Art. 52. Serão concedidas, no âmbito da polícia civil, por bons serviços prestados, as seguintes recompensas:

I – medalha do serviço policial destina-se a premiar o policial que completar 10 (dez) anos de efetivo serviço prestado sem infrações disciplinares;

II – medalha do mérito policial destina-se a premiar o policial que praticar ato de bravura ou de excepcional relevância para a organização policial ou para a sociedade.

Parágrafo único. As recompensas serão registradas nos assentamentos funcionais do policial, devendo ser consideradas para efeito de promoção por merecimento.

Art. 53. A Polícia Civil fará expedir Cédula de Identidade funcional do Servidor Policial Civil e distintivo, conforme os modelos a serem aprovados por regulamento.

§ 1º A cédula funcional conterá, além dos dados pessoais e funcionais do portador, a seguinte declaração: “o titular tem porte livre de arma de fogo e franco acesso, a local sujeito à fiscalização da Polícia”.

§ 2º A Cédula funcional é de uso obrigatório e exclusivo dos integrantes da Polícia Civil, destinando-se a:

I – habilitar seu titular ingressar, quando em efetivo serviço, nos locais sujeitos à fiscalização policial, tais como ônibus urbanos e rurais, cinemas, boates, circos, parque de diversão e similares;

II – fazer prova de todas as informações nela inseridas.

§ 3º A Cédula funcional será fornecida sem ônus para o servidor policial Civil.
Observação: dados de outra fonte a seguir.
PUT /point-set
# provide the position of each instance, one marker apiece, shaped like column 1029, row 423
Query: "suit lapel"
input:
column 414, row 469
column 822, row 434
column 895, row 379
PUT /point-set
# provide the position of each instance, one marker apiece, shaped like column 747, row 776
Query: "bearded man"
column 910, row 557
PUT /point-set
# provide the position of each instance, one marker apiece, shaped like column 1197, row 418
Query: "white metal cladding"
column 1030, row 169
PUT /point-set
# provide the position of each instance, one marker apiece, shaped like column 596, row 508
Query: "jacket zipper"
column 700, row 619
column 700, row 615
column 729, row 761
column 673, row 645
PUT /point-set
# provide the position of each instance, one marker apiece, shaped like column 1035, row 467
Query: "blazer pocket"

§ 4º O Delegado Geral é a autoridade competente para expedir e assinar a Cédula de identidade funcional.

§ 5º As Cédulas de Identificação funcional, atualmente em uso, perderão a validade no prazo de 120 (cento e vinte dias) contados da publicação desta Lei.

Art. 54. Os delegados, agentes de polícia e escrivães terão direito a uma arma de fogo de propriedade do Estado, ficando responsáveis por qualquer dano, desvio ou extravio para o qual concorram culposamente.

Art. 55. O policial civil inativo terá direito à identidade policial, com cor diferenciada, em que conste sua condição de inativo, assegurado lhe o direito ao porte de arma.

Parágrafo único. A identidade policial do inativo não confere os direitos e prerrogativas previstas no art. 53.

Art. 56. É assegurado ao policial civil:

I – assistência judicial prestada pelo Estado, quando submetido a processo em juízo em razão do exercício do cargo;

II – assistência médico-hospitalar às expensas do Estado, quando ferido ou acidentado em serviço.